Officiellement portés disparus par leur Comité, ils sont l’objet d’une enquête menée par deux agents du FBI, Alan Ward et Rupert Anderson. Le premier, jeune, ambitieux et idéaliste, tient à respecter les règles du bureau tandis que son adjoint, un homme d’expérience et originaire du Mississippi sait qu’il leur faudra employer d’autres méthodes.

« Faut pas me mettre sur votre piédestal M. Ward !
_ Et il ne faut pas me mettre dans votre fosse à truands M. Anderson !
_ […] même si la fosse elle pue, il faut qu’on y plonge »

Entre querelles sur le « comment » et efforts communs pour établir le « pourquoi », le duo fait face à l’évident manque de coopération de la police locale. La pression augmente avec l’envoi de nouveaux hommes du FBI.

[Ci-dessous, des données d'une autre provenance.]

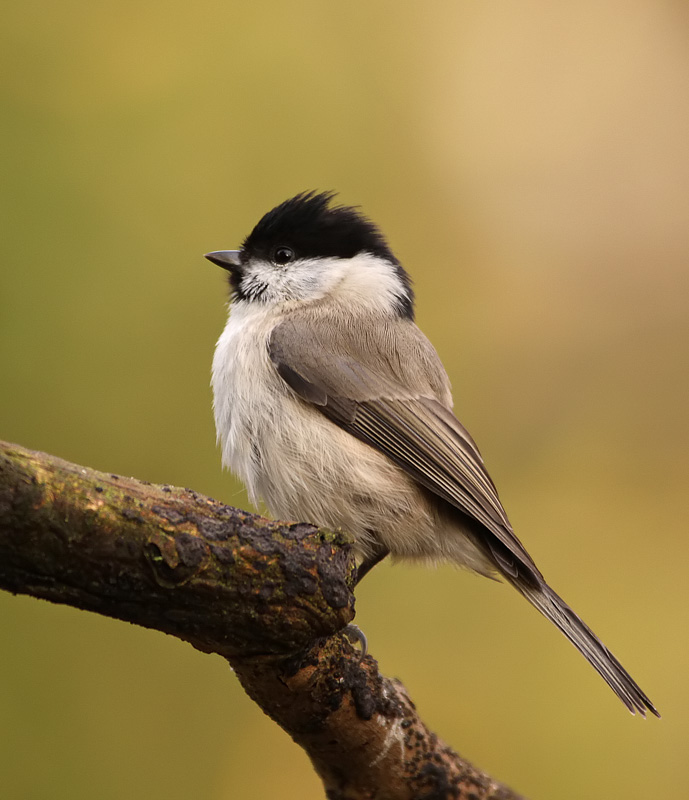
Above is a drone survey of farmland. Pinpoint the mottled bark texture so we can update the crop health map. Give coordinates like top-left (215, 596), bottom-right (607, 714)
top-left (0, 443), bottom-right (517, 800)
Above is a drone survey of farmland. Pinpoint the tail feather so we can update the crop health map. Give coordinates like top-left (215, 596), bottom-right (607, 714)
top-left (503, 572), bottom-right (660, 717)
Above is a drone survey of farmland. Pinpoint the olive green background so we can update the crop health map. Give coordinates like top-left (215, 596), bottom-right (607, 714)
top-left (0, 0), bottom-right (689, 800)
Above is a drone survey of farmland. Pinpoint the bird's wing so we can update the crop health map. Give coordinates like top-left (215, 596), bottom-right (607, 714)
top-left (269, 318), bottom-right (541, 581)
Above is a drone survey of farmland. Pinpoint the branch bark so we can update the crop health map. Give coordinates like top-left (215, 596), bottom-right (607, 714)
top-left (0, 442), bottom-right (518, 800)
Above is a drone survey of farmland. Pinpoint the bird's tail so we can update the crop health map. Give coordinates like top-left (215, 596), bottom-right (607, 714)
top-left (505, 575), bottom-right (660, 717)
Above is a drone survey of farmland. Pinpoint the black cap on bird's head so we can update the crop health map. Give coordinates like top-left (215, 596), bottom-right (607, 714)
top-left (206, 191), bottom-right (414, 318)
top-left (242, 192), bottom-right (397, 262)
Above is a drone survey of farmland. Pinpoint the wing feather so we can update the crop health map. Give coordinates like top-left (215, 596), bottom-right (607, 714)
top-left (269, 319), bottom-right (541, 579)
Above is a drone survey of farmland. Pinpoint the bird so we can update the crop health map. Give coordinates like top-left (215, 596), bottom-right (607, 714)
top-left (205, 191), bottom-right (660, 717)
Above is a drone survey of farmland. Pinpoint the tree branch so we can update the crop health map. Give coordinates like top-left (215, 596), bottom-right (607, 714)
top-left (0, 442), bottom-right (518, 800)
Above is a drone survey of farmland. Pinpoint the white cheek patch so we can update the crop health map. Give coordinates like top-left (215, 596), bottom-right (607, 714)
top-left (241, 258), bottom-right (347, 303)
top-left (241, 253), bottom-right (405, 313)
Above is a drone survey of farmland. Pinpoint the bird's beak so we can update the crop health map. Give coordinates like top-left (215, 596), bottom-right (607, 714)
top-left (204, 250), bottom-right (241, 272)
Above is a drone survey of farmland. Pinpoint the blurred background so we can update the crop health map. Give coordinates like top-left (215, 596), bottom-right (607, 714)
top-left (0, 0), bottom-right (689, 800)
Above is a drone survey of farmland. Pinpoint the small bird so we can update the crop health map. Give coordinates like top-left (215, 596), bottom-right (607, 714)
top-left (205, 192), bottom-right (660, 716)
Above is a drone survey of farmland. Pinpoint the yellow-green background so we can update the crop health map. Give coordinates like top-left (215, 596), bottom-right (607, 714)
top-left (0, 0), bottom-right (689, 800)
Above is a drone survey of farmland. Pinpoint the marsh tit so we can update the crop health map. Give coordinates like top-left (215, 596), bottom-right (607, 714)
top-left (206, 192), bottom-right (658, 716)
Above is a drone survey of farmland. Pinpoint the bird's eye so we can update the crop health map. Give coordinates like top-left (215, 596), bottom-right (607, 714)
top-left (273, 247), bottom-right (294, 267)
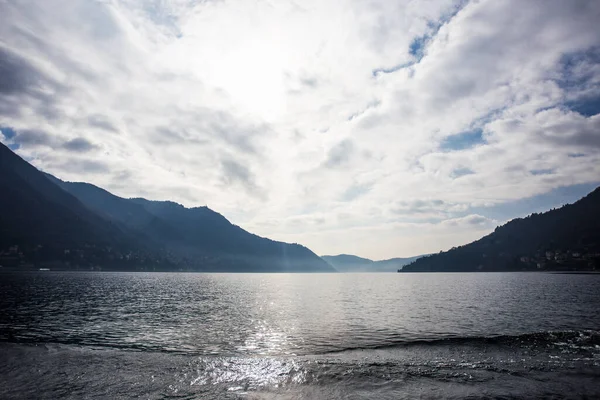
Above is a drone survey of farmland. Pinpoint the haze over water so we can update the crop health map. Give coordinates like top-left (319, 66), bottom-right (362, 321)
top-left (0, 272), bottom-right (600, 398)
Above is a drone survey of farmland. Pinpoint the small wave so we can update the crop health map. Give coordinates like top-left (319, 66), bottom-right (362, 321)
top-left (319, 330), bottom-right (600, 354)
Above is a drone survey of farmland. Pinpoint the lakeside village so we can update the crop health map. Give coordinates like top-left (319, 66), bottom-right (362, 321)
top-left (0, 244), bottom-right (600, 271)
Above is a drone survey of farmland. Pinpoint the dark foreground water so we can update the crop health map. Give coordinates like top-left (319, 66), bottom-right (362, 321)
top-left (0, 272), bottom-right (600, 399)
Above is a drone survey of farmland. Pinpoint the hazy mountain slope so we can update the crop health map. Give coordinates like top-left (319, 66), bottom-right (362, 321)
top-left (52, 177), bottom-right (333, 272)
top-left (403, 188), bottom-right (600, 272)
top-left (0, 144), bottom-right (124, 246)
top-left (373, 255), bottom-right (425, 272)
top-left (321, 254), bottom-right (423, 272)
top-left (321, 254), bottom-right (373, 272)
top-left (46, 174), bottom-right (180, 243)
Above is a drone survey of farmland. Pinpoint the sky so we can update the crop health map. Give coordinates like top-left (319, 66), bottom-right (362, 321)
top-left (0, 0), bottom-right (600, 260)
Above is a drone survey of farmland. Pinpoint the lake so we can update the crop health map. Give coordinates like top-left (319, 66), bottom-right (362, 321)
top-left (0, 271), bottom-right (600, 399)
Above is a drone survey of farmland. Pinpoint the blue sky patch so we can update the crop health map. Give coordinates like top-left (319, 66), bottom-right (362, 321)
top-left (408, 35), bottom-right (430, 60)
top-left (440, 128), bottom-right (487, 151)
top-left (529, 168), bottom-right (554, 175)
top-left (0, 126), bottom-right (17, 139)
top-left (451, 168), bottom-right (475, 179)
top-left (565, 96), bottom-right (600, 117)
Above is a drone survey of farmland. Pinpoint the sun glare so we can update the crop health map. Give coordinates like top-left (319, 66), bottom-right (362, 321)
top-left (214, 41), bottom-right (285, 121)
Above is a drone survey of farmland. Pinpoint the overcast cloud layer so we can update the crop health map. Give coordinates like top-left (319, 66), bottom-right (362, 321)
top-left (0, 0), bottom-right (600, 259)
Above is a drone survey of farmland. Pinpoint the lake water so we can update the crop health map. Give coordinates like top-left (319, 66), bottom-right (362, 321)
top-left (0, 272), bottom-right (600, 399)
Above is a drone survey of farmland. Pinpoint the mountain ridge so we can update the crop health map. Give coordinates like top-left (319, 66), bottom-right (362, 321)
top-left (0, 143), bottom-right (335, 272)
top-left (321, 254), bottom-right (424, 272)
top-left (402, 187), bottom-right (600, 272)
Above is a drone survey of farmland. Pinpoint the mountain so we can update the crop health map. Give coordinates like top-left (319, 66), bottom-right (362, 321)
top-left (0, 144), bottom-right (162, 266)
top-left (321, 254), bottom-right (423, 272)
top-left (402, 187), bottom-right (600, 272)
top-left (0, 144), bottom-right (335, 272)
top-left (321, 254), bottom-right (373, 272)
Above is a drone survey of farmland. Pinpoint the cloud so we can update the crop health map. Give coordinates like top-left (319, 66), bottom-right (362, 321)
top-left (63, 138), bottom-right (97, 153)
top-left (221, 159), bottom-right (264, 198)
top-left (0, 0), bottom-right (600, 259)
top-left (323, 139), bottom-right (355, 168)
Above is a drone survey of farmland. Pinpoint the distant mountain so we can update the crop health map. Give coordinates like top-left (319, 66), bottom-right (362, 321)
top-left (0, 144), bottom-right (334, 272)
top-left (402, 188), bottom-right (600, 272)
top-left (321, 254), bottom-right (423, 272)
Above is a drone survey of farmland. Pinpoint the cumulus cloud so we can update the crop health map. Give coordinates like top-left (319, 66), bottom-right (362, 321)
top-left (0, 0), bottom-right (600, 258)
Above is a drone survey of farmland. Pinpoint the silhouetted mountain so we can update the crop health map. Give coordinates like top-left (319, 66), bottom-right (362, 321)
top-left (0, 144), bottom-right (334, 272)
top-left (0, 144), bottom-right (169, 267)
top-left (402, 188), bottom-right (600, 272)
top-left (48, 172), bottom-right (333, 272)
top-left (321, 254), bottom-right (423, 272)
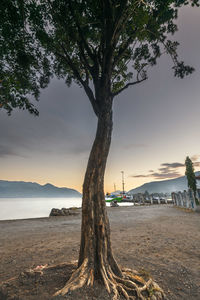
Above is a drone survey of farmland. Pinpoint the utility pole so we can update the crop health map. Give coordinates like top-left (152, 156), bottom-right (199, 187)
top-left (121, 171), bottom-right (125, 196)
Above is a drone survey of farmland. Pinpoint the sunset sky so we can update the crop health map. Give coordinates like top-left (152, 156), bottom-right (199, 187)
top-left (0, 8), bottom-right (200, 192)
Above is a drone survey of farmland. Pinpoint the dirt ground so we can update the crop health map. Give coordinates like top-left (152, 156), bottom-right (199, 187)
top-left (0, 205), bottom-right (200, 300)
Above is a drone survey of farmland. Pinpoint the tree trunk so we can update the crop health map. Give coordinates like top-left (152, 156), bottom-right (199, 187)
top-left (55, 99), bottom-right (164, 300)
top-left (78, 99), bottom-right (121, 278)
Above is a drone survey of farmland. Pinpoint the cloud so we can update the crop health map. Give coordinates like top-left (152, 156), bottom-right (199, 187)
top-left (151, 171), bottom-right (181, 179)
top-left (124, 143), bottom-right (148, 149)
top-left (130, 162), bottom-right (188, 179)
top-left (129, 171), bottom-right (181, 179)
top-left (0, 145), bottom-right (19, 158)
top-left (129, 175), bottom-right (151, 178)
top-left (191, 154), bottom-right (200, 162)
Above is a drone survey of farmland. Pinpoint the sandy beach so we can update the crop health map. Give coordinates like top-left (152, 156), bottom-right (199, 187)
top-left (0, 205), bottom-right (200, 300)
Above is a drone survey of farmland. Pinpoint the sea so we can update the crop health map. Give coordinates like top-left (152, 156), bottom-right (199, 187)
top-left (0, 198), bottom-right (133, 220)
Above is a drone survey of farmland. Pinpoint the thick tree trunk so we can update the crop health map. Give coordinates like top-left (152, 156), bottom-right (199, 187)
top-left (78, 99), bottom-right (121, 278)
top-left (55, 98), bottom-right (164, 300)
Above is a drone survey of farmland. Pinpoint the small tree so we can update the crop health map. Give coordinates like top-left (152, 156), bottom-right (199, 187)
top-left (0, 0), bottom-right (198, 299)
top-left (185, 156), bottom-right (197, 198)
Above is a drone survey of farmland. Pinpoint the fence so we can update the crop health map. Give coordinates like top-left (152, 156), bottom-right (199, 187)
top-left (171, 189), bottom-right (200, 211)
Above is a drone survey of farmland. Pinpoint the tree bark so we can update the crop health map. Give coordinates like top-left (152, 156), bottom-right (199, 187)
top-left (78, 99), bottom-right (121, 278)
top-left (55, 97), bottom-right (164, 300)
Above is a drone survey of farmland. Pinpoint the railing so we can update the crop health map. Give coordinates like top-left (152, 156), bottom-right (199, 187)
top-left (171, 189), bottom-right (200, 210)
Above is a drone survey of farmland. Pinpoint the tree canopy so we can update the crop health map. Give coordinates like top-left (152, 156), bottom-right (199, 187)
top-left (0, 0), bottom-right (199, 114)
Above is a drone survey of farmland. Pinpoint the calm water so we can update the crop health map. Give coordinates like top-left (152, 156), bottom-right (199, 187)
top-left (0, 198), bottom-right (132, 220)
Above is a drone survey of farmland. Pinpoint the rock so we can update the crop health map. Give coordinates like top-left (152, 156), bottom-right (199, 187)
top-left (49, 207), bottom-right (78, 217)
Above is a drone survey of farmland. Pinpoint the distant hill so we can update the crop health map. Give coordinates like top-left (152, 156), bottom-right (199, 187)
top-left (129, 172), bottom-right (200, 194)
top-left (0, 180), bottom-right (81, 198)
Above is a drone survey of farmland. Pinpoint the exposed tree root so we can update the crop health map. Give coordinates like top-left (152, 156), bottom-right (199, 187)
top-left (54, 259), bottom-right (166, 300)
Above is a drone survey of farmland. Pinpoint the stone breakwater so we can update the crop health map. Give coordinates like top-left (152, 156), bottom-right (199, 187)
top-left (171, 189), bottom-right (200, 211)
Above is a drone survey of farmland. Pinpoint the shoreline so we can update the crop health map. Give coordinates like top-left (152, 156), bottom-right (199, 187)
top-left (0, 205), bottom-right (200, 300)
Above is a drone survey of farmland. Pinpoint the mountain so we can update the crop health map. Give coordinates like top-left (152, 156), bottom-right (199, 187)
top-left (0, 180), bottom-right (81, 198)
top-left (129, 172), bottom-right (200, 194)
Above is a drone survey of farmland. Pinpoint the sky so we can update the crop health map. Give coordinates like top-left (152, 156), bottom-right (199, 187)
top-left (0, 8), bottom-right (200, 192)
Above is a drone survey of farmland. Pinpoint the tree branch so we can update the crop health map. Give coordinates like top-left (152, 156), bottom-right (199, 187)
top-left (112, 76), bottom-right (147, 97)
top-left (56, 44), bottom-right (99, 116)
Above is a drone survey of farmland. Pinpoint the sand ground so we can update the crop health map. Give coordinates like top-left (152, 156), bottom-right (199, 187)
top-left (0, 205), bottom-right (200, 300)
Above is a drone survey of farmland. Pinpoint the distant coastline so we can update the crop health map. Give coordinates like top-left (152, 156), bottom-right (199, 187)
top-left (0, 180), bottom-right (82, 198)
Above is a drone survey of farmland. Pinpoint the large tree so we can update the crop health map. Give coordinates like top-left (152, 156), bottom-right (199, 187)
top-left (185, 156), bottom-right (197, 198)
top-left (0, 0), bottom-right (198, 299)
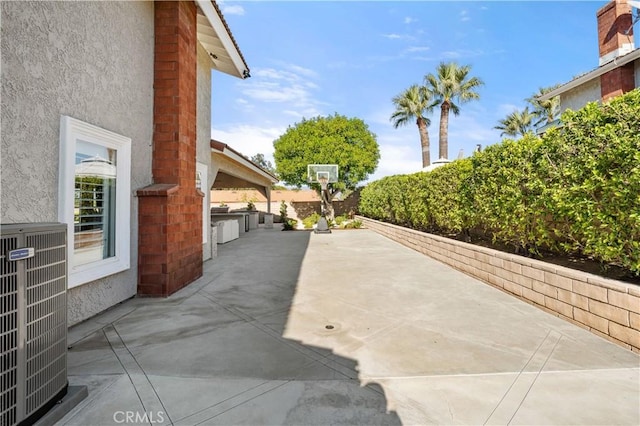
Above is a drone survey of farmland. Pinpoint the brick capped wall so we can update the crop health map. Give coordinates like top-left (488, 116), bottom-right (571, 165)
top-left (138, 1), bottom-right (204, 296)
top-left (358, 216), bottom-right (640, 352)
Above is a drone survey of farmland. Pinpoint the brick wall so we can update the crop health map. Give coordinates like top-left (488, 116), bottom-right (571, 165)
top-left (359, 217), bottom-right (640, 352)
top-left (596, 0), bottom-right (636, 102)
top-left (596, 0), bottom-right (633, 57)
top-left (138, 1), bottom-right (204, 296)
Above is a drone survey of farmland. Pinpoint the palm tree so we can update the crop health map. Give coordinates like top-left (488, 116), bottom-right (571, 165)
top-left (390, 84), bottom-right (435, 167)
top-left (527, 87), bottom-right (560, 127)
top-left (494, 107), bottom-right (535, 137)
top-left (424, 62), bottom-right (484, 158)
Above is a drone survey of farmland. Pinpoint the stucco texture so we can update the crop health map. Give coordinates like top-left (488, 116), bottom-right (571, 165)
top-left (196, 43), bottom-right (215, 260)
top-left (0, 2), bottom-right (154, 324)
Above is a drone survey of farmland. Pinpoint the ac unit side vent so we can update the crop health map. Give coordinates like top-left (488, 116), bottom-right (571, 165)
top-left (0, 224), bottom-right (68, 426)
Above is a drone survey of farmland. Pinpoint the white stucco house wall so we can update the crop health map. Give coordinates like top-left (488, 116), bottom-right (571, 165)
top-left (539, 0), bottom-right (640, 112)
top-left (0, 0), bottom-right (249, 325)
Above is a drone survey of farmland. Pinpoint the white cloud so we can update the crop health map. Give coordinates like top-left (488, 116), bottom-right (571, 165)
top-left (235, 64), bottom-right (322, 117)
top-left (367, 143), bottom-right (422, 182)
top-left (440, 49), bottom-right (484, 59)
top-left (404, 46), bottom-right (431, 53)
top-left (496, 104), bottom-right (520, 119)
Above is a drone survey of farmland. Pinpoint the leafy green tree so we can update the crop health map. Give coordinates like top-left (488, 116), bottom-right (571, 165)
top-left (273, 113), bottom-right (380, 217)
top-left (391, 84), bottom-right (435, 167)
top-left (527, 86), bottom-right (560, 128)
top-left (424, 62), bottom-right (484, 158)
top-left (494, 107), bottom-right (535, 137)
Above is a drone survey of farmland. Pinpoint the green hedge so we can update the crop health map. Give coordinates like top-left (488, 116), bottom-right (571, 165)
top-left (360, 89), bottom-right (640, 274)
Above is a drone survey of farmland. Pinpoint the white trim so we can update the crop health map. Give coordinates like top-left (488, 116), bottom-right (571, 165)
top-left (598, 43), bottom-right (635, 66)
top-left (196, 162), bottom-right (211, 244)
top-left (211, 147), bottom-right (278, 183)
top-left (196, 0), bottom-right (248, 78)
top-left (538, 49), bottom-right (640, 101)
top-left (58, 115), bottom-right (131, 288)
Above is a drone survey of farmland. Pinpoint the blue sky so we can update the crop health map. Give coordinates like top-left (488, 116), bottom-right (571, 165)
top-left (212, 1), bottom-right (638, 181)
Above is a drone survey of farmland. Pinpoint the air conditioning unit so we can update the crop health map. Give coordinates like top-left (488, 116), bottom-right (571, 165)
top-left (0, 223), bottom-right (68, 426)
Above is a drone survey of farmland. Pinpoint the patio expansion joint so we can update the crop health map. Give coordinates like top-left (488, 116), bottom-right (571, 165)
top-left (175, 380), bottom-right (290, 425)
top-left (483, 330), bottom-right (563, 425)
top-left (200, 292), bottom-right (360, 380)
top-left (103, 325), bottom-right (173, 424)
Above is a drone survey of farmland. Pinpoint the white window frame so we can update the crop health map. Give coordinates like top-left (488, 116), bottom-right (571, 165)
top-left (58, 115), bottom-right (131, 288)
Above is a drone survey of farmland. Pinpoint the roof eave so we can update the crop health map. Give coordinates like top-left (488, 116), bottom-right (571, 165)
top-left (210, 139), bottom-right (279, 184)
top-left (195, 0), bottom-right (249, 79)
top-left (538, 49), bottom-right (640, 101)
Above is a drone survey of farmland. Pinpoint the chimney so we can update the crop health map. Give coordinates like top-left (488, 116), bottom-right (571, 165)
top-left (596, 0), bottom-right (634, 66)
top-left (596, 0), bottom-right (635, 102)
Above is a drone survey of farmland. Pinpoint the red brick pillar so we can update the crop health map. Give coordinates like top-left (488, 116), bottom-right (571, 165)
top-left (596, 0), bottom-right (635, 102)
top-left (138, 1), bottom-right (203, 296)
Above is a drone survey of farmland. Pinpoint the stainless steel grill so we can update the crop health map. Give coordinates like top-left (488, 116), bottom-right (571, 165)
top-left (0, 224), bottom-right (67, 426)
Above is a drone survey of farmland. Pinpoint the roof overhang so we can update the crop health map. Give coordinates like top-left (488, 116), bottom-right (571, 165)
top-left (211, 139), bottom-right (278, 184)
top-left (195, 0), bottom-right (250, 78)
top-left (538, 49), bottom-right (640, 101)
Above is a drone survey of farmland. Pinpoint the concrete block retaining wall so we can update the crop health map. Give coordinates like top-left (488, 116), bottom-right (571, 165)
top-left (358, 217), bottom-right (640, 352)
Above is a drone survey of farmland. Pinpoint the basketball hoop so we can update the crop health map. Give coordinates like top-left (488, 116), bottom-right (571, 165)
top-left (318, 173), bottom-right (329, 191)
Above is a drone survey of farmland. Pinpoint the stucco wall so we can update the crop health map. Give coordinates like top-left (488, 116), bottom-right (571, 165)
top-left (560, 78), bottom-right (600, 111)
top-left (0, 2), bottom-right (154, 324)
top-left (196, 44), bottom-right (215, 260)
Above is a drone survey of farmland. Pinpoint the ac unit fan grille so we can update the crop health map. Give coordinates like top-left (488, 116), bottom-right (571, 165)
top-left (0, 224), bottom-right (67, 426)
top-left (25, 232), bottom-right (67, 416)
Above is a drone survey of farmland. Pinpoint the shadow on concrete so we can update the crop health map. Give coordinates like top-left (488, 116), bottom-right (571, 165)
top-left (59, 226), bottom-right (401, 425)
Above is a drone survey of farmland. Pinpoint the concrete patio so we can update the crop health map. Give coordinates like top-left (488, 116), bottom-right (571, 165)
top-left (58, 228), bottom-right (640, 425)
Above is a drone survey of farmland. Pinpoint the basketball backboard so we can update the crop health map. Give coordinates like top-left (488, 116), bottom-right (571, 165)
top-left (307, 164), bottom-right (338, 183)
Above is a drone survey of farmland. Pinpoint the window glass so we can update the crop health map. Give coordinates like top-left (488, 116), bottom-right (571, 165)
top-left (73, 140), bottom-right (117, 265)
top-left (58, 116), bottom-right (131, 288)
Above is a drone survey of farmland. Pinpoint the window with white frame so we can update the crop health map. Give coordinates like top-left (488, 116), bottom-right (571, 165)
top-left (58, 116), bottom-right (131, 288)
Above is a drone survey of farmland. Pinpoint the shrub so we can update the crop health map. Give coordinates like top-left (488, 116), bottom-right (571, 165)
top-left (302, 212), bottom-right (321, 229)
top-left (341, 219), bottom-right (362, 229)
top-left (334, 215), bottom-right (348, 226)
top-left (360, 89), bottom-right (640, 275)
top-left (282, 219), bottom-right (298, 231)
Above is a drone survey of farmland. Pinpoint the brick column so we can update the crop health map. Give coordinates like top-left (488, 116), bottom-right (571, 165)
top-left (138, 1), bottom-right (203, 296)
top-left (596, 0), bottom-right (635, 102)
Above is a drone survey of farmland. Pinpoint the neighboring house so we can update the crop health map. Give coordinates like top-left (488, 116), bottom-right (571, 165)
top-left (539, 0), bottom-right (640, 112)
top-left (0, 0), bottom-right (255, 325)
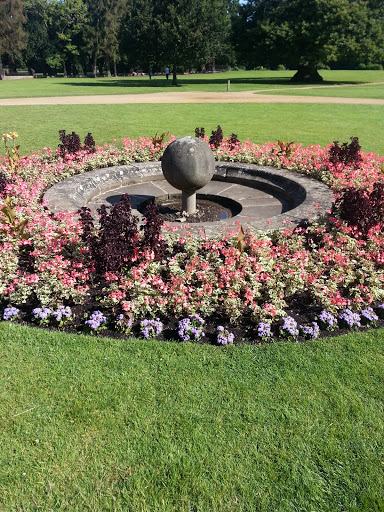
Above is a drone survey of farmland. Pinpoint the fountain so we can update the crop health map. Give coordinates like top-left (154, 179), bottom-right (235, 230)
top-left (161, 137), bottom-right (215, 214)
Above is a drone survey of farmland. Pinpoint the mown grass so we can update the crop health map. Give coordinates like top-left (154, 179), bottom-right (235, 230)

Jour après jour, les recherches mènent les agents de marécages en fausses pistes pour ne retrouver que la voiture des disparus. La loi du silence plombe la ville et leur enquête. La population noire est terrifiée et celle des blancs soit complice soit attentiste. Devant le déploiement de tant d’agents fédéraux bientôt aidés par des soldats de la Navy, la presse s’invite et la tension monte.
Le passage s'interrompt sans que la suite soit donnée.